Fakta dan Mitos Tentang Polio yang Wajib Diketahui
Penyakit polio masih menjadi pekerjaan rumah (PR) pemerintah.
Penyakit polio masih menjadi pekerjaan rumah (PR) pemerintah. Hingga saat ini, pemerintah masih menerima laporan terkait Kejadian Luar Biasa (KLB) akibat virus polio di sejumlah wilayah di Indonesia.

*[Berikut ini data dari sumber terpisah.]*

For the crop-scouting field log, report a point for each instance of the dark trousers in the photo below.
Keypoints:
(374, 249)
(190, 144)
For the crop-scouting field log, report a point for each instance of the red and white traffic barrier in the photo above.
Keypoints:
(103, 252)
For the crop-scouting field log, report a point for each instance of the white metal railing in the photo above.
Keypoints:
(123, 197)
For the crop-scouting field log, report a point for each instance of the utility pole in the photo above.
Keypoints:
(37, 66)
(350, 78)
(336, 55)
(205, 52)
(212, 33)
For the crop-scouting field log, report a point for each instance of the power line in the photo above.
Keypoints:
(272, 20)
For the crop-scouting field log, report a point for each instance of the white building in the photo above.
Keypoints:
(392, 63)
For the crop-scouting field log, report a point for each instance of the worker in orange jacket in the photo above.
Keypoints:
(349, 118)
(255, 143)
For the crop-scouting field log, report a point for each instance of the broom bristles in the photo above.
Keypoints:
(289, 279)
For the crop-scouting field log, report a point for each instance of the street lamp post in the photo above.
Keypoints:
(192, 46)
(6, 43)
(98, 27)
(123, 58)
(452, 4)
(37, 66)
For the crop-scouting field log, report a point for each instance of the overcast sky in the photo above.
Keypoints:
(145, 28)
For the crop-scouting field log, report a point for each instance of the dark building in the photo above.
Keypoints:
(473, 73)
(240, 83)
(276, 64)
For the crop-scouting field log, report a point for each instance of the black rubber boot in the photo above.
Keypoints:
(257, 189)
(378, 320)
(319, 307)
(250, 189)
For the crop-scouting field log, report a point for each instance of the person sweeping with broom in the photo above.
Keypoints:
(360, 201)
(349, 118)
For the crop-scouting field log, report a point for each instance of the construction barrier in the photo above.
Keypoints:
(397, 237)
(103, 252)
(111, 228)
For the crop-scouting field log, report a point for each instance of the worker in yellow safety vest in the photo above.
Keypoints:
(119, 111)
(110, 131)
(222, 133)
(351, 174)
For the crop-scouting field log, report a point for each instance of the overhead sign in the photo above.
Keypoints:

Data Kementerian Kesehatan, sebanyak 32 provinsi dan 399 kabupaten/kota di Indonesia masuk dalam kategori risiko tinggi polio. Sejak 2022 hingga 2024, telah dilaporkan sebanyak total 12 kasus kelumpuhan, dengan 11 kasus yang disebabkan oleh virus polio tipe 2 dan satu kasus diakibatkan oleh virus polio tipe 1.
Kasus-kasus ini tersebar di 8 provinsi di Indonesia, yaitu Aceh, Jawa Barat, Jawa Tengah, Jawa Timur, Papua Tengah, Papua Pegunungan, Papua Selatan, dan Banten.
Penyakit polio ini menyerang sistem saraf dan mudah menular, terlebih pada balita yang belum divaksin polio. Penyakit ini bisa menyebabkan kesulitan bernapas, kelumpuhan, hingga kematian.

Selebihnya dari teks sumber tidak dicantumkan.